District de Mexico: une nouvelle loi pour protéger les journalistes ?
Le district fédéral de Mexico a promulgué le lundi 10 août une loi de protection pour les défenseurs des droits de l’homme et pour les journalistes. RSF salue cette initiative mais reste attentive à l’application effective de la loi, qui pourra avoir valeur d’exemples pour d’autres États du pays, dans un contexte de dangerosité extrême pour les professionnels de l’information exerçant au Mexique.
Quelques jours à peine après l’assassinat du photojournaliste Ruben Espinosa ainsi que de la militante Nadia Vera et trois autres personnes dans la ville de Mexico, de nombreux journalistes craignent à juste titre pour leur intégrité physique et l’avenir de leur profession.
Dans ce contexte particulièrement tendu, le maire de Mexico Miguel Angel Mancera a annoncé, le lundi 10 août, l’entrée en vigueur de la Ley de Protección a Personas Defensoras de Derechos Humanos y Periodistas del Distrito Federal, destinée à renforcer la protection des journalistes dans le district de Mexico.
Cette loi est le fruit de plusieurs années de concertation et de travail entre membres de la société civile, organisations de défenseurs des droits de l’homme, journalistes et employés du district fédéral.
Elle prévoit, entre autres, de reconnaître le travail de promotion et de défense du journalisme et des droits de l’Homme comme des activités d’intérêt public, de garantir l’intégrité physique, psychologique, morale et économique des journalistes lorsqu’ils sont en danger, et d’assurer les mêmes droits et protection à leurs familles et leurs collaborateurs. La loi garantira les mêmes droits et la même protection aux journalistes venant de l’extérieur du district fédéral et qui ont fui leur lieu d’origine en raison de violences ou de menaces. La mise en place d’un fonds d’urgence pouvant être débloqué en vingt-quatre heures est également prévue, pour permettre notamment aux journalistes de se loger et se nourrir.
“Nous nous réjouissons de la promulgation de cette loi et saluons la volonté politique de renforcer la protection des journalistes dans le district de Mexico. Nous espérons que cette loi aura un effet boule de neige et servira d’exemple à d’autres États du Mexique où ces types de mécanismes sont soit inexistants soit inefficaces, déclare Emmanuel Colombié, responsable du bureau Amériques de Reporters sans frontières. RSF souhaite néanmoins que cette loi ne soit pas utilisée à des fins politiciennes, et demande instamment que les ressources nécessaires soient allouées à son bon fonctionnement.”

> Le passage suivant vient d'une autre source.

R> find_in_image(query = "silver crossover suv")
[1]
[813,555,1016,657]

La loi ayant subi plusieurs modifications de dernière minute, les organisations civiles partie prenantes du projet restent vigilantes sur la mise en place effective de la loi, et émettent plusieurs requêtes, auxquelles RSF s’associe.
Parmi elles:
- un engagement total des différentes instances du gouvernement du district fédéral pour atteindre les objectif de la loi, et la possibilité d’aménager et de modifier cette loi, dans ses grandes lignes, en consultant régulièrement la société civile,
- une répartition équitable entre membres de la société civile et membres du gouvernement à l’intérieur du comité d’application de la loi,
- la mise à disposition de ressources suffisantes et d’un personnel qualifié et connaisseur des problématiques journalistiques pour la mise en oeuvre du mécanisme,
- la garantie que le mécanisme fonctionnera en pleine autonomie, avec son propre patrimoine, et que le fonds d’urgence sera disponible rapidement.
Rappelons que depuis 2000, 89 journalistes ont été assassinés au Mexique, selon les chiffres de RSF.
Le Mexique est situé à la 148e place sur 180 pays au Classement mondial de la liberté de la presse publié par RSF en février 2015.